Many interpretations can be read out of The Black Paintings, but the Saturn, although the simplest one, leaves a wide range for possible conjecture. The emotional quality of the painting carries the testament of authentic experience. For me, it's more experiential than metaphoric. I can see the Jungian shadow and eternal struggle between father and son, or the metaphor of a ruler and his subjects, or even go as far as to see in it the cruel aspect of Existence itself. Whatever led to the execution of this body of work will be forever mystery, we can hypothesize links and exercise our intuition. Granted - Goya's life and thought is very complex. He was a sophisticated man tied to contemporary political powers. Dona Leocadia Weiss, Goya's latest mistress, whose portrait is among The Black Paintings, is she a help in his magical journey to explain the life threads from a different point of view - the more prosaic one? Her ambivalent and probably sometimes tense relation with her husband Isidoro Weiss, her association with Goya could possibly add to some of the moods in The Black Paintings. Could it be that some of those vivid distortions in The Black Paintings are the outcome of some medicine? Difficult to say, but we are intrigued by the vision, its expressions and distortions of caricatured faces, as in The Vision of the Pilgrims of San Isidro, The Great He Goat, The Sabbath, The Witches Brew, Fight with Cudgels also called Duel with Cudgels or Holy Office. Goya's interest in madness and insanity is documented in earlier paintings like Lunatics or Madhouse. The artist witnessed atrocities done by the Inquisition and then by French soldiers on Spanish guerrilla. Even Napoleon Bonaparte concluded “I admit that I started off on the wrong foot in this whole business. The whole thing remains ugly.... and yet posterity would have commended my deed if I had succeeded.”11 The Goya's sickness in 1819, arrogance, cruelty, stupidity and total corruption of Ferdinand VII together with his betrayal and greed for power as well as the pressure from his side, which made Goya leave his retreat, Quinta del Sordo and Spain in 1824, could also add to black visions. The Black Paintings with Saturn are the ultimate expressions of the blind ignorance and evil itself.

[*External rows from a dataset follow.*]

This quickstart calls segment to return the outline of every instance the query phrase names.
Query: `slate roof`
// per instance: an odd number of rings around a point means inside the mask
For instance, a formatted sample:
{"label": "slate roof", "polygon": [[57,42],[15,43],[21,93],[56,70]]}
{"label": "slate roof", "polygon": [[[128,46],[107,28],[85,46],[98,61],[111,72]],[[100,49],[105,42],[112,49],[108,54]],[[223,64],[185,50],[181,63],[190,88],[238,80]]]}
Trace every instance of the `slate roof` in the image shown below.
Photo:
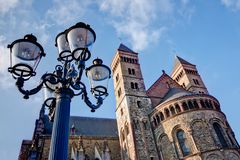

Goya's genius and authenticity of expression in his paintings let me see today the realism of historical figures, the endless ignorance and suffering as a part of the human condition. On the more personal note, I can find in it my own visions, so masterfully painted in distorted, nightmarish ghosts' faces. Goya's visions and technique made him the first "modern” artist in Western Art. He had an impact on later generations and on artists like Edouard Manet, Salvador Dali, Pablo Picasso and Luis Bunuel, whose movie The Shade of Liberty starts from the scene entirely made out of Goya's painting The Third of May 1808. I hope that the greatness of his art liberated him forever from the spell of the demonic world, since is known, that after his exile to France, he never came back to Quinta del Sordo, or to the dark subjects of The Black Paintings.